I use both sides. I number my corners 1,2,3,4. I will do the even number corners on one side of the jig & odd number on the other side. 

I also made a short corner joint to use on opposite side of jig for narrower parts to keep template & clamp from flexing. Wide parts do not really need additional support. It's just a couple of inches wide with a half-blind joint & long enough so it will reach the clamps. The joint is so it can slip together into the jig. I use no glue or fasteners so it can be slipped out of the jig for wider drawer stock. When the clamps are released the verticle support parts won't fall on the floor (only have 2 hands).


----------



## RoyBullets (May 26, 2008)

jlord said:


> I use both sides. I number my corners 1,2,3,4. I will do the even number corners on one side of the jig & odd number on the other side.
> 
> I also made a short corner joint to use on opposite side of jig for narrower parts to keep template & clamp from flexing. Wide parts do not really need additional support. It's just a couple of inches wide with a half-blind joint & long enough so it will reach the clamps. The joint is so it can slip together into the jig. I use no glue or fasteners so it can be slipped out of the jig for wider drawer stock. When the clamps are released the verticle support parts won't fall on the floor (only have 2 hands).


I did something like that as well if I understand you. I used one of my test pieces to sort of brace things. Need to do more work in this area and thinking about a jig to help with short pieces or I am going to mount the templates for table work like others have done.

BTW I solved my alignment mystery since I had enough time to really work with it today. It turns out 2 of my boards were not the same width and off by about 1/32" as I suspected.

I tracked it down to either a saw fence alignment or just crappy lumber from the big box store. Re-squared my fence and ripped all the boards again. Problem solved. 
Simple problem that did not appear quite that simple at the time since not all stock was wrong.

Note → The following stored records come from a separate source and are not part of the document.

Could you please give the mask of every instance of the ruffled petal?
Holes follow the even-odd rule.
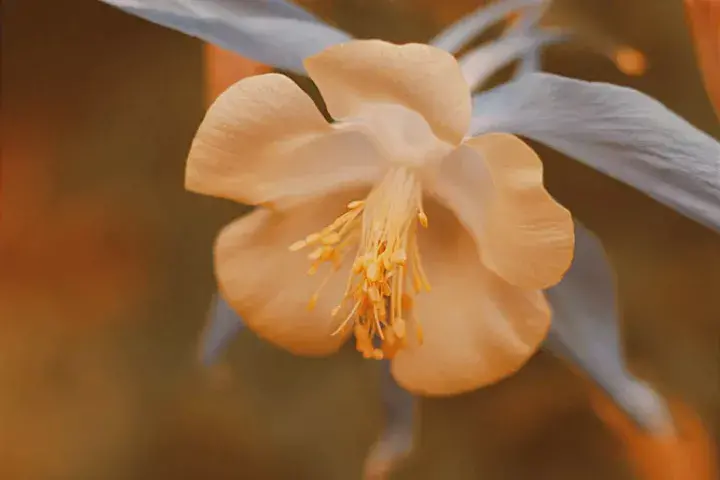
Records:
[[[485,266],[529,289],[559,282],[573,256],[572,216],[545,190],[542,171],[522,140],[490,134],[447,157],[431,185],[472,234]]]
[[[470,90],[455,58],[439,48],[356,40],[309,57],[305,68],[336,119],[389,103],[420,114],[450,144],[468,131]]]
[[[349,201],[365,193],[335,194],[286,211],[258,208],[220,233],[215,245],[219,289],[250,330],[299,355],[326,355],[340,348],[345,336],[331,334],[343,319],[333,318],[331,311],[343,297],[354,252],[337,271],[325,265],[308,276],[307,253],[291,252],[289,246],[332,223]],[[328,281],[309,310],[326,274]]]
[[[720,231],[720,142],[643,93],[533,73],[477,95],[471,131],[544,143]]]
[[[365,185],[381,172],[365,134],[325,121],[288,77],[258,75],[210,107],[187,162],[188,190],[253,205]]]
[[[424,340],[401,350],[392,372],[413,393],[454,395],[520,369],[545,338],[550,309],[542,292],[512,286],[484,268],[455,217],[429,203],[430,225],[419,247],[432,290],[417,295],[413,308]]]

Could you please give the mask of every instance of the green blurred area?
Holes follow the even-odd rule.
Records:
[[[92,0],[3,2],[0,478],[357,479],[381,426],[377,365],[242,334],[195,364],[215,233],[242,207],[183,190],[203,115],[200,42]],[[340,27],[426,40],[476,2],[306,0]],[[557,1],[648,55],[627,78],[578,46],[550,71],[627,84],[716,137],[679,1]],[[548,149],[551,192],[606,242],[642,376],[720,436],[720,237]],[[406,479],[630,479],[580,380],[517,376],[422,403]],[[691,480],[691,479],[688,479]]]

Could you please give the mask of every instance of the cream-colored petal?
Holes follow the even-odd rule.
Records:
[[[220,233],[215,245],[220,291],[258,336],[299,355],[326,355],[342,345],[346,337],[331,333],[343,319],[334,319],[331,310],[342,299],[355,252],[332,273],[310,311],[308,301],[333,270],[323,265],[308,276],[310,252],[288,247],[332,223],[349,201],[366,194],[344,192],[284,211],[261,207]]]
[[[417,295],[414,307],[424,341],[400,351],[392,371],[411,392],[454,395],[519,370],[544,340],[550,310],[542,292],[512,286],[484,268],[448,210],[431,204],[426,211],[420,251],[432,290]]]
[[[185,186],[258,205],[365,185],[380,171],[364,133],[329,124],[295,82],[273,73],[240,80],[213,103]]]
[[[545,190],[542,162],[519,138],[467,140],[430,188],[475,238],[485,266],[509,283],[544,289],[570,267],[572,216]]]
[[[440,140],[422,115],[397,104],[366,104],[358,117],[336,125],[365,133],[380,155],[394,165],[432,167],[457,148]]]
[[[390,103],[422,115],[441,140],[457,145],[470,126],[470,89],[455,57],[429,45],[355,40],[305,60],[330,114],[362,115]]]

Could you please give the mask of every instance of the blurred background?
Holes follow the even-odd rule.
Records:
[[[393,41],[479,5],[301,3]],[[360,478],[382,424],[377,365],[352,349],[294,358],[249,332],[217,368],[195,363],[212,242],[244,208],[185,192],[185,155],[208,101],[265,67],[94,0],[2,8],[0,478]],[[561,45],[546,69],[630,85],[717,137],[684,20],[680,0],[557,0],[548,22],[631,45],[648,68]],[[720,237],[539,151],[616,265],[633,370],[720,436]],[[583,382],[542,352],[495,386],[424,400],[420,428],[397,478],[634,478]]]

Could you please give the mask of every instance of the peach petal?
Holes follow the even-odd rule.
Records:
[[[325,121],[284,75],[240,80],[208,110],[187,161],[188,190],[252,205],[366,185],[380,174],[365,134]]]
[[[286,211],[261,207],[220,233],[215,245],[219,289],[248,328],[299,355],[327,355],[340,348],[346,336],[331,334],[343,319],[333,318],[331,311],[343,297],[355,251],[348,251],[339,270],[324,265],[308,276],[309,252],[288,247],[332,223],[349,201],[363,197],[343,192]],[[326,274],[330,279],[315,308],[308,310]]]
[[[307,58],[305,68],[334,118],[361,116],[368,104],[401,105],[453,145],[470,126],[470,89],[455,57],[439,48],[355,40]]]
[[[414,307],[424,341],[400,351],[392,371],[413,393],[454,395],[519,370],[544,340],[550,309],[542,292],[487,270],[448,210],[432,203],[426,210],[430,226],[419,240],[432,290]]]
[[[433,193],[475,239],[482,262],[512,285],[545,289],[570,267],[570,212],[543,185],[542,162],[519,138],[467,140],[440,166]]]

Also realized that even if the left or right bracket is not exactly square it just does not matter. Square the stock to the template and the other half of the joint and you are good to go. I learned a similar lesson on my table saw sled long ago but forgot.


----------



## jlord (Nov 16, 2009)

Good to see it turned out to be a simple problem.


----------



## Jokool (Mar 14, 2017)

The black bracket is skewed just a bit. Tighten it down and then mark its outline with a pencil. Remove bracket and clamp in a vise. Figure out which way it needs to be aligned and then give it a tap over with a hammer and block of wood. Reinstall back on the pencil outline to verify amount of adjustment. It only needs a slight tap to make it perfect. This end stop needs to be made from a much heavier gauge steel. It obviously gets misaligned during the stamping process.


----------



## 4DThinker (Feb 16, 2014)

Check to make sure the bit is centered in the bushing. I have that same jig and nearly threw it away until I realized the bushing had play room in the router base, and could be installed out-of-alignment with the bits.